(UNICAMP - 2015)
Os ombros suportam o mundo
Chega um tempo em que não se diz mais: meu Deus.
Tempo de absoluta depuração.
Tempo em que não se diz mais: meu amor.
Porque o amor resultou inútil.
E os olhos não choram.
E as mãos tecem apenas o rude trabalho.
E o coração está seco.
Em vão as mulheres batem à porta, não abrirás.
Ficaste sozinho, a luz apagou-se,
mas na sombra teus olhos resplandecem enormes.
És todo certeza, já não sabes sofrer.
E nada esperas de teus amigos.
Pouco importa venha a velhice, que é a velhice?

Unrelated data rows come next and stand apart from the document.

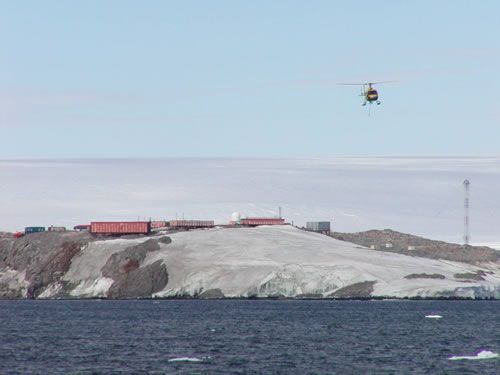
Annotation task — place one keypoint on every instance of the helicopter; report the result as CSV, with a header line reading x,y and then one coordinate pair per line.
x,y
368,93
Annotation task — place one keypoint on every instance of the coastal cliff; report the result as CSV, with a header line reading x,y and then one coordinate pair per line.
x,y
279,261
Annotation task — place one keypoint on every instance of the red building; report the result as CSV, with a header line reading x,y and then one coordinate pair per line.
x,y
255,221
120,227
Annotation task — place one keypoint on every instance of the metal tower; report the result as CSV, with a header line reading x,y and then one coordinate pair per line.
x,y
466,212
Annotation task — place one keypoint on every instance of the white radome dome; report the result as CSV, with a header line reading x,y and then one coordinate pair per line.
x,y
235,217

Teus ombros suportam o mundo
e ele não pesa mais que a mão de uma criança.
As guerras, as fomes, as discussões dentro dos edifícios
provam apenas que a vida prossegue
e nem todos se libertaram ainda.
Alguns, achando bárbaro o espetáculo,
prefeririam (os delicados) morrer.
Chegou um tempo em que não adianta morrer.
Chegou um tempo em que a vida é uma ordem.
A vida apenas, sem mistificação.
(Carlos Drummond de Andrade, Sentimento do mundo. São Paulo: Companhia das Letras, 2012, p.51.)
a) Na primeira estrofe, o eu lírico afirma categoricamente que “o coração está seco”. Que imagem, nessa primeira estrofe, explica o fato de o coração estar seco? Justifique sua resposta.
b) O último verso (“A vida apenas, sem mistificação”) fornece para o leitor o sentido fundamental do poema. Levando-se em conta o conjunto do poema, que sentido é sugerido pela palavra “mistificação”?